A comparison between human, mouse and rat miRNA clusters enables us to classify miRNAs in hetero-clusters into two categories: one is conserved miRNAs, which are observed in human, mouse and rat clusters; the other is non-conserved miRNAs, which exist in human clusters but are unobtainable in mouse or rat clusters. We counted the target interactions irredundantly within and between non-conserved miRNAs and conserved miRNAs. miRNA pairs with targets overlapping more than 100 within HPRD-recorded proteins were excluded because their mature sequences are so similar as to be suspected of having identical function. We calculated the empirical P-value of each miRNA pair's number of target interactions by 10,000 times randomization of miRNA-target protein association. The negative logarithm of P-value (-lgP) was then used to assess the coordination. The greater -lgP is, the stronger the coordination is. As results, 33.3% of conserved miRNAs pairs have been found to cooperate significantly in regulating PPI network (-lgP > 1.5, FDR < 0.1), which comports with our previous finding of intra-cluster coordination.
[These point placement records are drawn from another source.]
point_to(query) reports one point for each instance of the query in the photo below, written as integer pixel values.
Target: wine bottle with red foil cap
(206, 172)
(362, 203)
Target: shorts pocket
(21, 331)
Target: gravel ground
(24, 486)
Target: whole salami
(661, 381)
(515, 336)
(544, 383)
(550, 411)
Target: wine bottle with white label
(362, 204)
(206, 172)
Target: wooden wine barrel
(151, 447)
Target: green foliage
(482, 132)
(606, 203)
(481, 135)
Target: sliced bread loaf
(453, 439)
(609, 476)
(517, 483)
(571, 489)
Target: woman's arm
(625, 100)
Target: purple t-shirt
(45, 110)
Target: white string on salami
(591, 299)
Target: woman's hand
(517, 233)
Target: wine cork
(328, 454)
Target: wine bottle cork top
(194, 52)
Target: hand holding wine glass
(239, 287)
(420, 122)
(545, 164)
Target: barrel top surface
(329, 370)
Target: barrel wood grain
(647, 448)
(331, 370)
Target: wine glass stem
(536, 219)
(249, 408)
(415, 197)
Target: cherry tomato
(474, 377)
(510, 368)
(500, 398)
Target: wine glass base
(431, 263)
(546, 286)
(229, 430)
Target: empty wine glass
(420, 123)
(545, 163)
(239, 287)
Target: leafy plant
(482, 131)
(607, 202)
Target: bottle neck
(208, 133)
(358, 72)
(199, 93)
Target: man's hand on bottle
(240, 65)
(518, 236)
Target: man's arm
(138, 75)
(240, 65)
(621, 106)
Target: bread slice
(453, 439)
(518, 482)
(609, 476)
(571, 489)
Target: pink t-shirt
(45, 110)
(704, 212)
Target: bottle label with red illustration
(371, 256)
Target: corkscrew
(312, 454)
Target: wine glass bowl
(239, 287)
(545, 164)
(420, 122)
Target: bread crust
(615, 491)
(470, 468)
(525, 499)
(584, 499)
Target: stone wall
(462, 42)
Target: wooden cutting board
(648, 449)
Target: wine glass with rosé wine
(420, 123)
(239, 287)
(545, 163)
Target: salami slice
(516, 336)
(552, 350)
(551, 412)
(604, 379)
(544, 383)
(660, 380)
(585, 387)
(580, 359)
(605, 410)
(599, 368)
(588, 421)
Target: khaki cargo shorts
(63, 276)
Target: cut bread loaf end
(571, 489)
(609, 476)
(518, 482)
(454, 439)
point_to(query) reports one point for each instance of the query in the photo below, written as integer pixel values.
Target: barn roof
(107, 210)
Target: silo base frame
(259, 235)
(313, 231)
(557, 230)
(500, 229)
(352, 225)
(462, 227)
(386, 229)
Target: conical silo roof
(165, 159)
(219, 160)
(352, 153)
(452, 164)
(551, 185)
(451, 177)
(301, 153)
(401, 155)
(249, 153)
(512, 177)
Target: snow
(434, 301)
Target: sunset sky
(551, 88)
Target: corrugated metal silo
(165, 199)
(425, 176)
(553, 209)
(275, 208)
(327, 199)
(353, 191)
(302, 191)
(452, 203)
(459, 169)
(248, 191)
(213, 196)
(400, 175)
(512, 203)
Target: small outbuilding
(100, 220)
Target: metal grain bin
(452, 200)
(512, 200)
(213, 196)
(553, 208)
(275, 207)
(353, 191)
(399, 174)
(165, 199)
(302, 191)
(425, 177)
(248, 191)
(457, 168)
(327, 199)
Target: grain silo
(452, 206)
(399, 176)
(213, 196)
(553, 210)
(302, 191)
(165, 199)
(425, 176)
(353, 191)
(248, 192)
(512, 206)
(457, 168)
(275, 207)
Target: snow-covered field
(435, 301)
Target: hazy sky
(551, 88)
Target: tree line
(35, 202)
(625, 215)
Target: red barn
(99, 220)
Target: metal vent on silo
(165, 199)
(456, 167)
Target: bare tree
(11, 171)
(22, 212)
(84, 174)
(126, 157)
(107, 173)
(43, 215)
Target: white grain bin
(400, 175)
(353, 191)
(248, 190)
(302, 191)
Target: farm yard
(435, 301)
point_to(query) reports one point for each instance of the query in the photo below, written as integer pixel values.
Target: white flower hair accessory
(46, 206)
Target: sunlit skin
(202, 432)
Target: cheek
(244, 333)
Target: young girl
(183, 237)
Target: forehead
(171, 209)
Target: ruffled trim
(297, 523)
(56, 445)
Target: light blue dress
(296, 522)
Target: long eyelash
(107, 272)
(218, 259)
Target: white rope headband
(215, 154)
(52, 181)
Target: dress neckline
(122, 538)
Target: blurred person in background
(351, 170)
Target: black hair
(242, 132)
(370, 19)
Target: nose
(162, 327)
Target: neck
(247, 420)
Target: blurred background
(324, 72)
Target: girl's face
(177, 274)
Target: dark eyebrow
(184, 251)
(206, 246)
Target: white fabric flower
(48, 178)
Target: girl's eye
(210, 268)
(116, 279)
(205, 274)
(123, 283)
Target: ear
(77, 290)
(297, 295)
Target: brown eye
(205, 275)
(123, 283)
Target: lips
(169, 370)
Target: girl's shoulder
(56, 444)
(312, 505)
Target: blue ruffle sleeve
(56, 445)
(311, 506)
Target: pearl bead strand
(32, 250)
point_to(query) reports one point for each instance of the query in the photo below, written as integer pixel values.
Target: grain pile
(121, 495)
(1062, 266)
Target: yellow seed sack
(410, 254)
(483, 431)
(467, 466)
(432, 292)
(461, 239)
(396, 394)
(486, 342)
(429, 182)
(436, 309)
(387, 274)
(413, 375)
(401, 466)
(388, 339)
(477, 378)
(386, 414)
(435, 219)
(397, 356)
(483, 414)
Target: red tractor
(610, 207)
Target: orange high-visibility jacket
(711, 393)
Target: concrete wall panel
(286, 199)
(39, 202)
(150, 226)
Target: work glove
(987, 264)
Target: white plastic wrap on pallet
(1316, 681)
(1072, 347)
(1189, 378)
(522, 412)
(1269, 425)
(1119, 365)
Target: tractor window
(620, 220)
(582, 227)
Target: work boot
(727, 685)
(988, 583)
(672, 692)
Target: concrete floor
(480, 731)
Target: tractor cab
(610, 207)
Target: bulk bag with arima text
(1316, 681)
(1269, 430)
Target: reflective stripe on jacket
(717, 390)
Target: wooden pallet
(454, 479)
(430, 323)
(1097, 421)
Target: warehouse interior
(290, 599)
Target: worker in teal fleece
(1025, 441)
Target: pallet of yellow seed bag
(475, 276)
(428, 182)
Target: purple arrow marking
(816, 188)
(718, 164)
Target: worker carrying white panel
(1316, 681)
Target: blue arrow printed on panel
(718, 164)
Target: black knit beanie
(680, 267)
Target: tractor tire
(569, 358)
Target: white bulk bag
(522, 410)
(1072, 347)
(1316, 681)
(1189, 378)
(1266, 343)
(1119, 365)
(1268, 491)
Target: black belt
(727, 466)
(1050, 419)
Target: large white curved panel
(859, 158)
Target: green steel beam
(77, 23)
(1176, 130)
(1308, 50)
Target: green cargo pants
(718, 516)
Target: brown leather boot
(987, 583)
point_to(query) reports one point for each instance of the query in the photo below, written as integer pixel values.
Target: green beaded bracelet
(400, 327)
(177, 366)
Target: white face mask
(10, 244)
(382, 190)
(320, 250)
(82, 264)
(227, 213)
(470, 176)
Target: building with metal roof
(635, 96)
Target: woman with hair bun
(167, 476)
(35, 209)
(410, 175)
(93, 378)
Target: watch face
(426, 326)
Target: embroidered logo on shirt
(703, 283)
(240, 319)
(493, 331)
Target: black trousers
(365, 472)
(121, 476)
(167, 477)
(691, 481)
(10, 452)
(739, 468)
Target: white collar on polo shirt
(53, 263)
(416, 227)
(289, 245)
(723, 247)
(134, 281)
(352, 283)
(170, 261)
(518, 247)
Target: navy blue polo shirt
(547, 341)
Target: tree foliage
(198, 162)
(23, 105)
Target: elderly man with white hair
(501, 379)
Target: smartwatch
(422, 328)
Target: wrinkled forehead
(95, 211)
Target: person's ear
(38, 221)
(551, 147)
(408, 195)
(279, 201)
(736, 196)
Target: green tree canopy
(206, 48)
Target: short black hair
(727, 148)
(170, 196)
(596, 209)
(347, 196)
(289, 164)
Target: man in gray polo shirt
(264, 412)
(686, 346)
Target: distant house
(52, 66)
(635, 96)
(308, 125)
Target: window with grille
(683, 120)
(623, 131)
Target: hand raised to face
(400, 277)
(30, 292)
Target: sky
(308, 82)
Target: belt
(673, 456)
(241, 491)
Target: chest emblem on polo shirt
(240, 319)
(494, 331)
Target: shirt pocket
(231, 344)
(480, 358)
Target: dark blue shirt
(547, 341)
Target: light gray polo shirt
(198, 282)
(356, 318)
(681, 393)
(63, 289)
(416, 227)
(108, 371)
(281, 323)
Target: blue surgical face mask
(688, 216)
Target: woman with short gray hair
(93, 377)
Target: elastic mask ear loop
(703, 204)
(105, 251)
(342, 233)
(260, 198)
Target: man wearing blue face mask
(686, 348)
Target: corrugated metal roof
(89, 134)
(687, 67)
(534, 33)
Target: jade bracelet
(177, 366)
Coordination within non-conserved miRNAs, however, is much weaker than that within conserved ones in a cluster (Figure 3, one-sided two-sample Kolmogorov-Smirnov test: D = 0.34, P = 1.38e-11). In other words, conserved miRNAs are generally more cooperative with each other than non-conserved ones in a cluster. The result is consistent on miRanda target set.

Although results in previous section indicate that miRNAs in a cluster may co-regulate proteins in close proximity of PPI network, they provide no information on each miRNA cluster's coordination. Here, those highly coordinated miRNA pairs (-lgP > 1.5), conserved and non-conserved, come from 17 (30.1%) hetero-clusters. We have found literature support for the function of 15 of them, all listed in Additional File 2. Thus it can be estimated that at least 30% of the miRNA hetero-clusters we can find evidence in current HPRD network for their intra-cluster coordination.